Brian Shaw reveals why Thor's livestream deadlift record shouldn't count

by Andy Williams


Fellow strongman Brian Shaw has weighed in with his thoughts on why Game of Thrones’ Hafthor ‘The Mountain’ Bjornsson’s 501 kg deadlift world record attempt on May 2 would “open Pandora's box” in the realm of strength sports. 

As Hafthor Bjornsson gears up to take Eddie Hall’s 500 kg deadlift world record, many are wondering whether or not the attempt should count as an official world record, given the contrast in circumstances.

Essentially, the Icelandic strongman will attempt to lift 501 kg on his own conventional barbell, with his own calibrated plates in the familiar setting of his own gym. And aside from that, the 31-year-old will be able to dictate the amount of rest he gets between his warm-up lifts — a key factor in mitigating the cumulative fatigue that can build.

Hafthor Bjornsson's Instagram story.
thorbjornsson (Instagram)
A feud between both Bjornsson and Hall has been available for public consumption via the pair’s Instagram stories.


American strongman Robert Oberst edged in with his say during his April 12 YouTube video, by stating that the record should not stand officially since Bjornsson wouldn’t have to deal with the strains of competition — something which Eddie had to deal with when pulling 500 kg.

Fellow American Brian Shaw has also expressed his thoughts on the matter, irrespective of the current social media frenzy between The Beast and The Mountain.

Shaw, a four-time World’s Strongest Man and widely regarded as the most well-rounded strongman of all-time, compared Hafthor’s deadlift world record attempt to “opening Pandora’s box” and implied that a slew of people may follow in claiming that they have world records in the aftermath.

“We can’t allow world records to start happening in people’s gyms,” Shaw stated before going on to say that he doesn’t understand where the sport will go from here, if world records no longer need to be beaten in a competitive environment.

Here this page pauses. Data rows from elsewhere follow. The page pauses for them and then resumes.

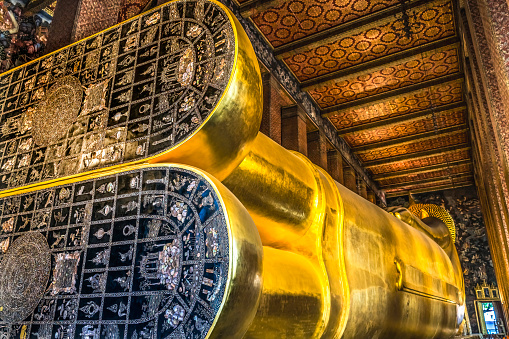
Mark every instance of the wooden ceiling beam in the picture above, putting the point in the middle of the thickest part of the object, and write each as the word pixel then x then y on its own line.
pixel 253 7
pixel 411 138
pixel 330 34
pixel 401 118
pixel 458 176
pixel 417 155
pixel 387 96
pixel 398 57
pixel 421 170
pixel 431 189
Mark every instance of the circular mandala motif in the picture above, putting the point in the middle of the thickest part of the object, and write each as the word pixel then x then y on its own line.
pixel 57 111
pixel 24 273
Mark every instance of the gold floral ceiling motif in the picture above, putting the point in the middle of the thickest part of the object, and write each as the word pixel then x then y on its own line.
pixel 294 20
pixel 421 162
pixel 433 21
pixel 444 182
pixel 426 124
pixel 403 104
pixel 399 74
pixel 441 141
pixel 453 170
pixel 393 88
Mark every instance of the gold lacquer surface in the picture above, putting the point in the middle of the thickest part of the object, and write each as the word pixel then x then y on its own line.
pixel 381 277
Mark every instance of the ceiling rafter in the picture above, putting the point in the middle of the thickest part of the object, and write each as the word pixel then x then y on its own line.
pixel 419 115
pixel 458 176
pixel 386 96
pixel 422 170
pixel 431 189
pixel 398 57
pixel 418 155
pixel 329 35
pixel 411 138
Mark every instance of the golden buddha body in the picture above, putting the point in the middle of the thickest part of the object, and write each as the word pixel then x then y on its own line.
pixel 299 255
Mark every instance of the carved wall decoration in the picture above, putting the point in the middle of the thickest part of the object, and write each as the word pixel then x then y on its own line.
pixel 471 240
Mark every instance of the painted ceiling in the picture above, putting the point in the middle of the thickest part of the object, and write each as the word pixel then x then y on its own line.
pixel 387 74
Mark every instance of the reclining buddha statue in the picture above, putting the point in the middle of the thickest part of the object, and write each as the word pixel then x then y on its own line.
pixel 139 200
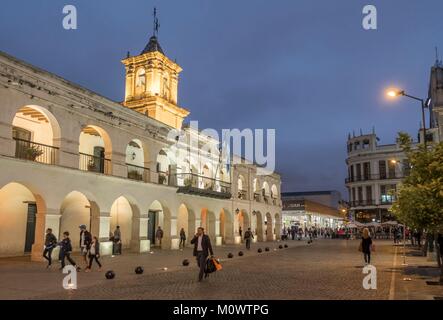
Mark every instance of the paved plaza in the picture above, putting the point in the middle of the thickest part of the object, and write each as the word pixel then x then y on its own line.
pixel 325 269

Prior to the current global health situation, Hafthor was looking to peak in time for a competition and pull the weight under normal circumstances, but of course, current events have skewed that and an alternate course of action has been taken to accommodate.

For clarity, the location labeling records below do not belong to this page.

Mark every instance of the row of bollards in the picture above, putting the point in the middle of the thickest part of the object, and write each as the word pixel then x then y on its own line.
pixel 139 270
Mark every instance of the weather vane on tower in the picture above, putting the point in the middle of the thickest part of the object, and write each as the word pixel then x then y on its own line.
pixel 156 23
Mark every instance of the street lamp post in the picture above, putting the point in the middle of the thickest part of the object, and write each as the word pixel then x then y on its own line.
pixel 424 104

However, Shaw believes that should Bjornsson pull 501 kg on May 2, it should be dubbed an unofficial world record until it’s repeated in an official strongman competition.

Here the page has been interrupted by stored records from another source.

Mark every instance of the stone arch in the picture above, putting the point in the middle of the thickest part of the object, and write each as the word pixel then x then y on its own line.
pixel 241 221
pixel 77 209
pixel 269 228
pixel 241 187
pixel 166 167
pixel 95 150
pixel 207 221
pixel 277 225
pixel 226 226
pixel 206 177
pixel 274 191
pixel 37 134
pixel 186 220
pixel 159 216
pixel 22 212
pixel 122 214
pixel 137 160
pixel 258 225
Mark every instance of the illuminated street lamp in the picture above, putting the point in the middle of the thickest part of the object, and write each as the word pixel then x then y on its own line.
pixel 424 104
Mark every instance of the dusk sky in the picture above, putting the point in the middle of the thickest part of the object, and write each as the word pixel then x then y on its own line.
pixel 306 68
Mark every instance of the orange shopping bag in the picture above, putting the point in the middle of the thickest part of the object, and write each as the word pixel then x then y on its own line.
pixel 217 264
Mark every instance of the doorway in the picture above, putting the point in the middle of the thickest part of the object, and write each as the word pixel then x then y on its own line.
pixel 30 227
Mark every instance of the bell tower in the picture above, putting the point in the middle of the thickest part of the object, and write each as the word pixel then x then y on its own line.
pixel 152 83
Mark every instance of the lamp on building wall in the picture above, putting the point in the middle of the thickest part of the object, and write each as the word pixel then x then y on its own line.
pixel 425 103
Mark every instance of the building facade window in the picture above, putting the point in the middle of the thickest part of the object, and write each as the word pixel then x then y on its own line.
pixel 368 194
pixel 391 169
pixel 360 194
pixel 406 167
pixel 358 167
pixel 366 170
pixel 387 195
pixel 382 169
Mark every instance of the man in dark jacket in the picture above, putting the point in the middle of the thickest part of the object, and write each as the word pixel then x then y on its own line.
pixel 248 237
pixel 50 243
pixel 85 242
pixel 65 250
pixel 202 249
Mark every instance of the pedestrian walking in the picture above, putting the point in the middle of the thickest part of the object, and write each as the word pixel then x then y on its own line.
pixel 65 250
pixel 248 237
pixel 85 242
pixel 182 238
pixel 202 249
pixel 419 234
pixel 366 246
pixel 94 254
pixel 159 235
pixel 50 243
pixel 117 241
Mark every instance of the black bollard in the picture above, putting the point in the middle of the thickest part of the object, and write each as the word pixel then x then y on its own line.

African strongman Cheick ‘Iron Biby’ Sanou recently pushed 233.5 kg in a home gym setting, which he hailed as an “unofficial all-time world record” — a feat which he failed to hit at 2018’s Europe’s Strongest Man.


Alongside The Mountain’s upcoming deadlift world record attempt, Shaw touched on Luke Stoltman’s upcoming log press world record attempt, who will also be attempting this from a home gym.

Brian stood firm in his belief that this together with Hafthor’s attempt should not stand as an official world record until repeated at a sanctioned event.